Civilization - again, both the concept and the game - involves Prisoners' Dilemmas. If everyone follows the rules and creates a stable society (cooperates), we all do pretty well. If everyone else works hard and I turn barbarian and pillage you (defect), then I get all of your stuff without having to work for it and you get nothing - the best solution for me, the worst for you. If everyone becomes a barbarian, there's nothing to steal and we all lose out. Prisoner's Dilemma.
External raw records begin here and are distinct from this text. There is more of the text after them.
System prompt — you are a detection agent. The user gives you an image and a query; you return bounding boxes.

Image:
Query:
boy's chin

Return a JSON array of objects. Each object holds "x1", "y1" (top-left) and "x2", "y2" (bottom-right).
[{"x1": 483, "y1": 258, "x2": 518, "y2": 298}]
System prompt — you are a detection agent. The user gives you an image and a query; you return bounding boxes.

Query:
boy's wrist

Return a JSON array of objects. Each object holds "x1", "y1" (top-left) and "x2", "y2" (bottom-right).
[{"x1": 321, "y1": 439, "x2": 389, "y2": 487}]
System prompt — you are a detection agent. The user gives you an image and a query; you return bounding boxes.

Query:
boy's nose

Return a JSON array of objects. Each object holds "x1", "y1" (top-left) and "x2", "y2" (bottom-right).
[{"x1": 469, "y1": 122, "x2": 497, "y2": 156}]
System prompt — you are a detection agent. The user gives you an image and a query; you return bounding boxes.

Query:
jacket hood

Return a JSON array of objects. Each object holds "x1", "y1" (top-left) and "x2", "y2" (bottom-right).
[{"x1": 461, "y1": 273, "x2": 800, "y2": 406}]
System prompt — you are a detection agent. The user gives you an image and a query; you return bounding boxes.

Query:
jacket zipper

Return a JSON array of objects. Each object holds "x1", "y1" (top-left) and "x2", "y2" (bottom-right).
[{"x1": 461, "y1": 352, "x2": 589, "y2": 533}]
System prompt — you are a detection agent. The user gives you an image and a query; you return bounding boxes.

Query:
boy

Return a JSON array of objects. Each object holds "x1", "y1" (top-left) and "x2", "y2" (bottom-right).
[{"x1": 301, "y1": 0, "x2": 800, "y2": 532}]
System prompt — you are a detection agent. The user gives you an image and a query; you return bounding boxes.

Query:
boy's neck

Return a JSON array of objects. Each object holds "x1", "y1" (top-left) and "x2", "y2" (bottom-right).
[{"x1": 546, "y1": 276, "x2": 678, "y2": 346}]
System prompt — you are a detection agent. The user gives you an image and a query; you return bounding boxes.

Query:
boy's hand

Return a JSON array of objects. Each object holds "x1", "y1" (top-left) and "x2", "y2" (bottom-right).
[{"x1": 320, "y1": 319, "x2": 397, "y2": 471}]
If everyone who worries about global warming cooperates in cutting emissions, climate change is averted and everyone is moderately happy. If everyone else cooperates in cutting emissions, but one country defects, climate change is still mostly averted, and the defector is at a significant economic advantage. If everyone defects and keeps polluting, the climate changes and everyone loses out. Again a Prisoner's Dilemma,

Prisoners' Dilemmas even come up in nature. In baboon tribes, when a female is in “heat”, males often compete for the chance to woo her. The most successful males are those who can get a friend to help fight off the other monkeys, and who then helps that friend find his own monkey loving. But these monkeys are tempted to take their friend's female as well. Two males who cooperate each seduce one female. If one cooperates and the other defects, he has a good chance at both females. But if the two can't cooperate at all, then they will be beaten off by other monkey alliances and won't get to have sex with anyone. Still a Prisoner's Dilemma!

So one might expect the real world to have produced some practical solutions to Prisoners' Dilemmas.

One of the best known such systems is called “society”. You may have heard of it. It boasts a series of norms, laws, and authority figures who will punish you when those norms and laws are broken.

Imagine that the two criminals in the original example were part of a criminal society - let's say the Mafia. The Godfather makes Alice and Bob an offer they can't refuse: turn against one another, and they will end up “sleeping with the fishes” (this concludes my knowledge of the Mafia). Now the incentives are changed: defecting against a cooperator doesn't mean walking free, it means getting murdered.

Both prisoners cooperate, and amazingly the threat of murder ends up making them both better off (this is also the gist of some of the strongest arguments against libertarianism: in Prisoner's Dilemmas, threatening force against rational agents can increase the utility of all of them!)

Even when there is no godfather, society binds people by concern about their “reputation”. If Bob got a reputation as a snitch, he might never be able to work as a criminal again. If a student gets a reputation for slacking off on projects, she might get ostracized on the playground. If a country gets a reputation for backstabbing, others might refuse to make treaties with them. If a person gets a reputation as a bandit, she might incur the hostility of those around her. If a country gets a reputation for not doing enough to fight global warming, it might...well, no one ever said it was a perfect system.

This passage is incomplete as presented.